Acute liver failure (ALF) has no effective treatment other than liver transplantation and is commonly caused by paracetamol overdose. New treatments are needed to treat and prevent ALF. Alternatively-activated macrophages (AAMs) can promote resolution of liver necrosis and stimulate hepatocyte proliferation. Using AAMs in unscheduled care requires the use of an allogeneic product. A clinical trial is needed to determine the safety and tolerability of allogeneic AAMs.
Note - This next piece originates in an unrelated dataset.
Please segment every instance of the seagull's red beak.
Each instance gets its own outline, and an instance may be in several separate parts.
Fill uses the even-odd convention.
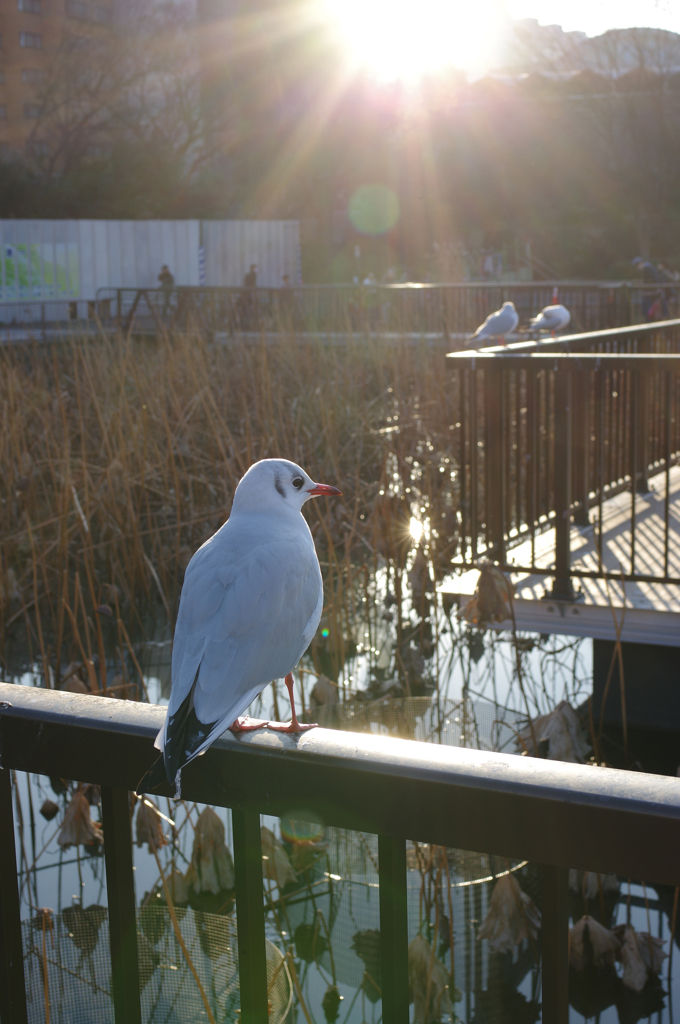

A single-centre, open-label, dose-escalation, phase 1 randomised trial to determine whether there is dose-limiting toxicity of AAMs in patients with paracetamol-induced acute liver injury. Randomisation will occur at higher doses. Between 17 and 30 patients will receive treatment, subject to dose-limiting toxicity and an adaptive trial design which aims to reduce the risk of allocation bias through blinding and randomisation.
The trial will be conducted according to the ethical principles of the Declaration of Helsinki 2013 and has been approved by North East-York Research Ethics Committee (reference 23/NE/0019), National Health Service Lothian Research and Development department, and the UK Medicines and Healthcare products Regulatory Agency. When the trial concludes, results will be shared by presentation and publication.
ISRCTN12637839.
除肝移植外,急性肝衰竭(ALF)尚无有效治疗方法,且通常由对乙酰氨基酚过量引起。需要新的治疗方法来治疗和预防ALF。替代性活化巨噬细胞(AAM)可促进肝坏死的消退并刺激肝细胞增殖。在非计划性治疗中使用AAM需要使用同种异体产品。需要进行一项临床试验来确定同种异体AAM的安全性和耐受性。
一项单中心、开放标签、剂量递增的1期随机试验,以确定AAM对乙酰氨基酚诱导的急性肝损伤患者是否存在剂量限制性毒性。将在较高剂量下进行随机分组。17至30名患者将接受治疗,具体取决于剂量限制性毒性和适应性试验设计,该设计旨在通过盲法和随机化降低分配偏倚的风险。
该试验将根据2013年《赫尔辛基宣言》的伦理原则进行,并已获得东北约克研究伦理委员会(参考号23/NE/0019)、国民保健服务洛锡安研发部和英国药品和医疗产品监管局的批准。试验结束时,将通过报告和发表分享结果。
ISRCTN12637839。